Sport défonce, coeurs défoncés

Le message a été martelé: faire du sport est bon pour la tête et pour le cœur. Mais si la sédentarité nuit à notre santé, le sport pratiqué avec excès peut aussi générer des problèmes cardiaques et psychiques graves. Il est ainsi avéré qu’une pratique intensive du sport peut avoir les mêmes effets qu’une drogue dure, d’où une addiction qui relève d’une pathologie appelée "bigorexie".

La dépendance au sport représente un terrain d’investigation nouveau pour le corps médical.

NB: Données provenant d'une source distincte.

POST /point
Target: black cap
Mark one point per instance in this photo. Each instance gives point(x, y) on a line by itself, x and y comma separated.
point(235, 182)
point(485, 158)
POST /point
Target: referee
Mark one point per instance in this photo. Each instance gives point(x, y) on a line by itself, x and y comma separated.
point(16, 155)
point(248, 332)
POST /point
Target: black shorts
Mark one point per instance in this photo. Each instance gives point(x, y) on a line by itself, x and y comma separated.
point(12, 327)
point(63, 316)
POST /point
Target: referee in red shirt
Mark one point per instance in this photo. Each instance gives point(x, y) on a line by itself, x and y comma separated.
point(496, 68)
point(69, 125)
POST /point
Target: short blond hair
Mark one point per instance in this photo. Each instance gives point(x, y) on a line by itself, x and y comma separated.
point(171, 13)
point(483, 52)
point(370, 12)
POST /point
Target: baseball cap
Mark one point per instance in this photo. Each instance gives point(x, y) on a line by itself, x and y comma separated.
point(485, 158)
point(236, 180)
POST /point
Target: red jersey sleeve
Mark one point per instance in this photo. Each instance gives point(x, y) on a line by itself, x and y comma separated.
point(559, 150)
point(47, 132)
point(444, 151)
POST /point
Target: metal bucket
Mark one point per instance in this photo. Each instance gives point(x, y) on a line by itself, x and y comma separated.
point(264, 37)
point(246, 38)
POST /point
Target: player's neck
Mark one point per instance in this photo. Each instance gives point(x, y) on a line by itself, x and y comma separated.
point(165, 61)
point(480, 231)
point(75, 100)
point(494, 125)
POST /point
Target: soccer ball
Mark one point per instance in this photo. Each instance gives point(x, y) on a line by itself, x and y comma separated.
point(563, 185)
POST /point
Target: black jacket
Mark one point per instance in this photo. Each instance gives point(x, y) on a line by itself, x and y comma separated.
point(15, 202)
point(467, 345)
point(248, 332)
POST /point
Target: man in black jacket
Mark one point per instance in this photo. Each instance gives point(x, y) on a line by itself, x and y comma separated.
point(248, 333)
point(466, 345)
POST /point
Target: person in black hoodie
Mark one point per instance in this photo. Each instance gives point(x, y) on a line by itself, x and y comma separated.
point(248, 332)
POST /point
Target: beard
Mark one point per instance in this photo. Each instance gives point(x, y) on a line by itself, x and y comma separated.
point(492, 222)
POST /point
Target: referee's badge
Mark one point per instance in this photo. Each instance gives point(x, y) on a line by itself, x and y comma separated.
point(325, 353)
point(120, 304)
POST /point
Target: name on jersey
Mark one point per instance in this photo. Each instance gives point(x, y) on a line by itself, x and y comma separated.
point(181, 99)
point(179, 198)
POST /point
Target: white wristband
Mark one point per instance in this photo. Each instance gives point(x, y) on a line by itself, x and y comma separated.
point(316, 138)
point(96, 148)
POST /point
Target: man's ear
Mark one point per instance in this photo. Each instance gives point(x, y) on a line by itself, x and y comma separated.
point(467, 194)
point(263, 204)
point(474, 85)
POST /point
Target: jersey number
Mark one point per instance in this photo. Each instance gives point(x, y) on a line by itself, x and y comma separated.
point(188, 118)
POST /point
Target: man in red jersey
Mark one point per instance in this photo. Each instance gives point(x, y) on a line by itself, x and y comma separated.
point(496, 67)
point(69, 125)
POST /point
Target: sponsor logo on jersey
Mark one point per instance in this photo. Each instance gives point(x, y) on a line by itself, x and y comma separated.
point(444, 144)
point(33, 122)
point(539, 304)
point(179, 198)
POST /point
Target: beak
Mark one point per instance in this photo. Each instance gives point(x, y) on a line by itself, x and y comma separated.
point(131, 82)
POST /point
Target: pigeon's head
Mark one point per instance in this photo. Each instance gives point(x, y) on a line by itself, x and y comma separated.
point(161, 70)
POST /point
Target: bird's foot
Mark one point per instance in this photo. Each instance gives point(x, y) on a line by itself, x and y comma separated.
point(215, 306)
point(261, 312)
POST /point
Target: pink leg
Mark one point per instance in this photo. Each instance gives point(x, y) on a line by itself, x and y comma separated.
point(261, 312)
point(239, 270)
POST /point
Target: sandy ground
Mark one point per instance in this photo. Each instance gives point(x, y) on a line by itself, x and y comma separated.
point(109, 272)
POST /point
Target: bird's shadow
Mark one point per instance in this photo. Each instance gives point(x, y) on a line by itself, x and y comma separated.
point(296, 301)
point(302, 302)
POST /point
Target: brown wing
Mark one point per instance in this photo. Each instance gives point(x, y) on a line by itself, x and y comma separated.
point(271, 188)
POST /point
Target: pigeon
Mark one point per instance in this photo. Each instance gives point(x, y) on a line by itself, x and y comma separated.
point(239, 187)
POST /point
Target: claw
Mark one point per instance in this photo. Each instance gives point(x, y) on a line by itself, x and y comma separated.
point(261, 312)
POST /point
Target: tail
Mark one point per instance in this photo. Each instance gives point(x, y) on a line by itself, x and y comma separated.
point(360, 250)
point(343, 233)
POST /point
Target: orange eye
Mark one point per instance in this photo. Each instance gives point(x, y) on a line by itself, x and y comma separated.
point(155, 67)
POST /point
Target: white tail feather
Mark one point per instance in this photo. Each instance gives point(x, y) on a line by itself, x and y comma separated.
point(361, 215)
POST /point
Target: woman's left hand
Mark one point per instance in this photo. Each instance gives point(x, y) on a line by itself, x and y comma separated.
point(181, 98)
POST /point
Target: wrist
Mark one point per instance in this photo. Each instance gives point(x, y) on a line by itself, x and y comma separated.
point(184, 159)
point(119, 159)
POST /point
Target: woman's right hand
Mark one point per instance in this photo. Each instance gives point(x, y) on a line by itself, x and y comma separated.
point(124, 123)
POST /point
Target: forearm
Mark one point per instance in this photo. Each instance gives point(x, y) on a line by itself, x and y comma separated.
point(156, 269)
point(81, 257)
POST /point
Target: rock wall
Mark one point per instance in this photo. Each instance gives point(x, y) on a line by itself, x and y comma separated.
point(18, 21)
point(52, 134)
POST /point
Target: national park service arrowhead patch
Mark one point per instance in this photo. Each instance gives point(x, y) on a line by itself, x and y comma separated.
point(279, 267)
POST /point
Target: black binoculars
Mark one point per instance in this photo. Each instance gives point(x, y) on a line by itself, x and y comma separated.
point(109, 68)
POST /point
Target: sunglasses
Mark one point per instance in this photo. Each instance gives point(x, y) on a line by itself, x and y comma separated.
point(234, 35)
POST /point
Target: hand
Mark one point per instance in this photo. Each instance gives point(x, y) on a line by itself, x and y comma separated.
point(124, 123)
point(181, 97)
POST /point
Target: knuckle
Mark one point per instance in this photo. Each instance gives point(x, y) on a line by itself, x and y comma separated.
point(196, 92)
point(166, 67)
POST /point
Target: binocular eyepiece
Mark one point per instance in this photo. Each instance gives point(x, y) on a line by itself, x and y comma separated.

On constate de plus en plus qu’une pratique sportive intensive peut avoir les mêmes effets qu’une drogue dure.

L'addiction au sport [RTS] L'addiction au sport [RTS] Ce trouble psychiatrique, qui peut affecter les sportifs d’élite comme les dilettantes, passe souvent longtemps inaperçu, tant notre société valorise les exploits sportifs. Pourtant, on  estime aujourd’hui que 10 à 15 % des sportifs souffrent de cette maladie qui peut faire des ravages et perturber gravement l’entourage.
Par ailleurs, des études faites en France ont montré que d’anciens champions présentaient un risque important de tomber dans les toxicomanies une fois qu’ils arrêtaient la compétition et les entraînement soutenus, particulièrement les sportifs qui s’étaient dopés.